De même, à chaque étape de transformation du bois, il y a des pertes. Mais tout est ensuite utilisé. Les sciures et chutes sont recyclées en bois industrie ou en bois énergie. Lorsqu’une grume (tronc d’arbre) est sciée pour réaliser du bois d’œuvre, environ 50 % de sa masse est recyclée de cette manière.

En conclusion, tout le bois prélevé est utilisé, et il y a une économie de la matière très importante. Rien n’est perdu, tout se transforme, et tout a une utilité.

Comment va évoluer l’usage du bois à l’avenir ?

La forêt fait face au double défi du changement climatique et d’une augmentation de la demande en bois pour remplacer les usages fossiles (matériau et énergie). Comment gérer les forêts françaises pour les rendre plus résilientes tout en conservant leur productivité ?

Le cabinet d’étude Carbone4 a réalisé une étude avec la filière bois pour voir comment elle peut contribuer à la transition bas-carbone, en particulier à travers une meilleure valorisation de ce matériau renouvelable, et assurer une souveraineté française pour l’approvisionnement de bois d’œuvre comme pour la construction et la rénovation durables. Le bois est vu comme un matériau clé pour la séquestration du carbone, à condition de préserver la gestion durable des forêts. D’ici 2050, le rôle du bois en tant que matériau de construction devrait augmenter et remplacer des matériaux à haute empreinte carbone comme le béton et l’acier.

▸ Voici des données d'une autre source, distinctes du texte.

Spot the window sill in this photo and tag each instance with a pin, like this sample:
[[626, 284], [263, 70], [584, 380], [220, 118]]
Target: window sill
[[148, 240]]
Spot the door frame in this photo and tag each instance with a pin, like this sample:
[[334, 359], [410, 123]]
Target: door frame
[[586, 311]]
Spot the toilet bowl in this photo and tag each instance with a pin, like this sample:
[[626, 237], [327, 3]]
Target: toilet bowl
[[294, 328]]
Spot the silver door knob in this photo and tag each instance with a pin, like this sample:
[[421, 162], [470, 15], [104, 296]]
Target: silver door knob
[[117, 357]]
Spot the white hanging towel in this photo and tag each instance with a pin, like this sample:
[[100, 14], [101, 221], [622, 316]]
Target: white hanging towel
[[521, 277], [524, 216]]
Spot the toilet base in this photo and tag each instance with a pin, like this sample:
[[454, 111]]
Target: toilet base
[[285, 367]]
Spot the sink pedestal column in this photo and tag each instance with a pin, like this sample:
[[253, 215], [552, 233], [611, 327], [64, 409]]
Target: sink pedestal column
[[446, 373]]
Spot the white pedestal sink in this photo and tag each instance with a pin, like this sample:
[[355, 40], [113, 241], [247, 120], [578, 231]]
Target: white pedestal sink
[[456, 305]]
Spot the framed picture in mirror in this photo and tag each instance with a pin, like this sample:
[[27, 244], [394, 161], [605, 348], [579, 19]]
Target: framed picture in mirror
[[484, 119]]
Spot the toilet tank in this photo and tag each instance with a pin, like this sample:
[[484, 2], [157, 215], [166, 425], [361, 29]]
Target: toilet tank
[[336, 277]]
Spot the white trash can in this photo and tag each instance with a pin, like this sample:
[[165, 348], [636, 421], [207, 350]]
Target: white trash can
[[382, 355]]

Carbone4 propose, pour assurer cette autonomie, plusieurs challenges : à la fois une certaine augmentation de récolte associée à une accélération de l’adaptation des forêts au changement climatique, une plus grande valorisation du bois récolté vers le matériau (notamment pour les feuillus) et une augmentation des efforts de recyclage du matériau en fin de vie. Par ailleurs, cette étude montre l’obligation de limiter les prévisions d’usage de biomasse pour les nouveaux besoins comme pour les carburants liquides.

La gestion forestière deviendra également cruciale pour adapter les forêts au changement climatique. Des investissements sont donc nécessaires dans les infrastructures pour transformer le bois et intégrer des pratiques qui augmentent la résilience des forêts face aux nouvelles conditions climatiques.